From Refugees to Patentees: The Migration Path of New Paltz’s Founding French Families

They are names carved into the landscape of the Hudson Valley — DuBois, Bevier, Crispell, Hasbrouck — familiar to us as founders, landholders, and pillars of colonial life. But before they were patentees, they were refugees. Driven from their homelands by war, religious persecution, and political upheaval in seventeenth-century Europe, the French-speaking Walloon and Huguenot families who settled Hurley and New Paltz traveled a long and harrowing road before they arrived here. Ulster County Historian Eddie Moran retraces their migration paths across Europe and colonial North America — examining the displacement, resilience, and adaptation that brought them to a land already long inhabited, adding their chapter to Ulster County’s deep story of arrival and belonging. You’ll never read a historic marker the same way again.
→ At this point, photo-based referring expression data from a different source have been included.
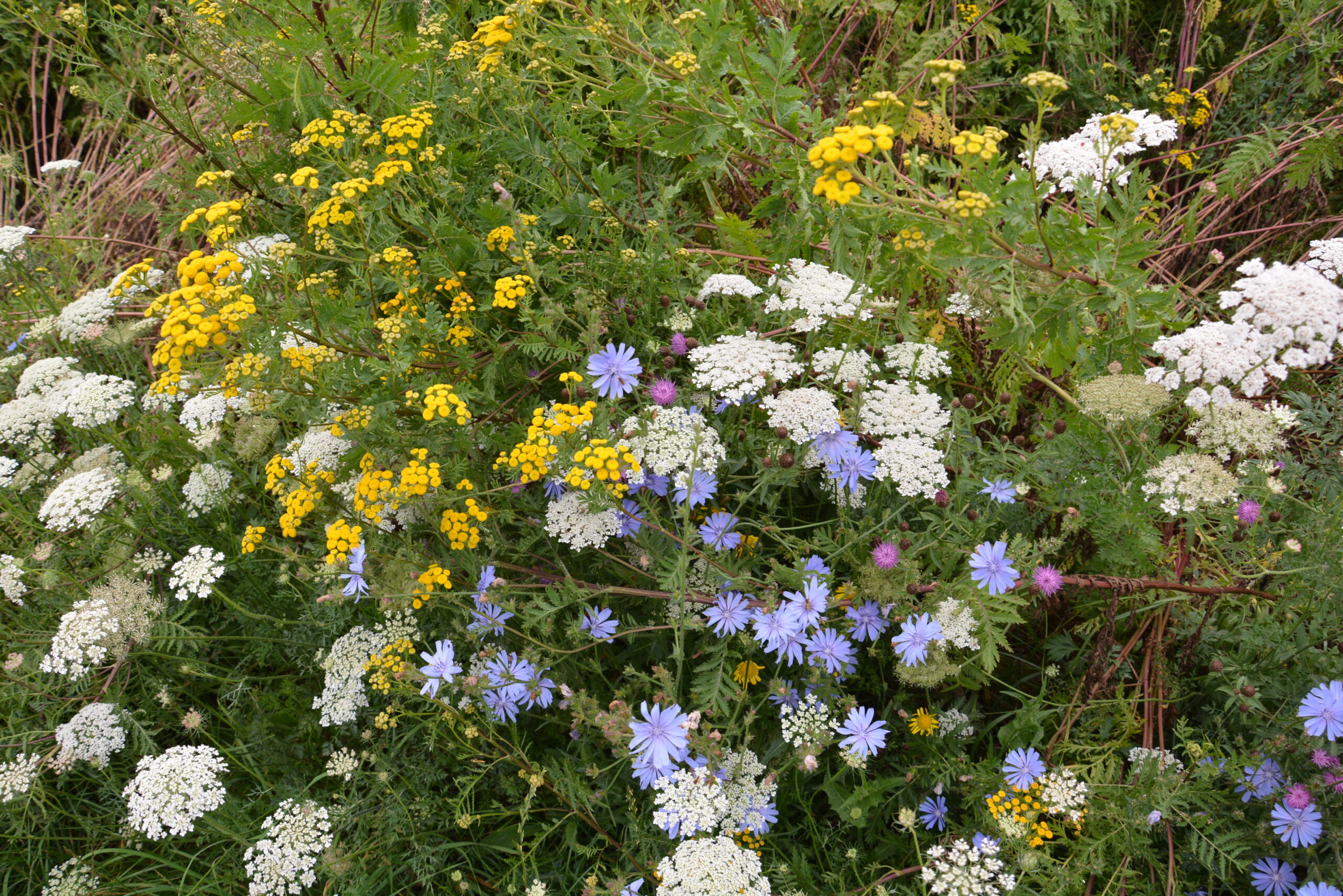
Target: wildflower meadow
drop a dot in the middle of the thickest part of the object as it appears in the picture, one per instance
(610, 448)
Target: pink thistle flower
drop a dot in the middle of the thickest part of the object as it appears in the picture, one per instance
(886, 555)
(1048, 579)
(663, 393)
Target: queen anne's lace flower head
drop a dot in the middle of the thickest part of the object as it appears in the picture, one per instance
(1190, 482)
(805, 413)
(571, 521)
(195, 573)
(93, 734)
(171, 792)
(740, 366)
(284, 861)
(78, 500)
(711, 867)
(819, 293)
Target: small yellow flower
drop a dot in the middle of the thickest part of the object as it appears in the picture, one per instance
(923, 723)
(747, 674)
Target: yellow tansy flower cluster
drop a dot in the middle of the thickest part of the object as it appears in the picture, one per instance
(191, 323)
(605, 463)
(534, 456)
(459, 527)
(844, 148)
(252, 538)
(342, 538)
(441, 401)
(509, 289)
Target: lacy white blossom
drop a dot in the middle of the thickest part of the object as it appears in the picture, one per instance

Eddie Moran is the appointed Historian for Ulster County, NY. A lifelong resident of the Wallkill River Valley, he began his career as a tour guide at Historic Huguenot Street in New Paltz while still a student at SUNY New Paltz, where he earned his B.A. in History in 2020. He managed historical interpretation full-time at Historic Huguenot Street beginning in 2022 before being appointed Ulster County Historian in September 2024. He brings a rare personal dimension to this subject: he is himself a descendant of New Paltz’s founding French colonizers — which is to say, a descendant of the very refugees whose journey he will trace.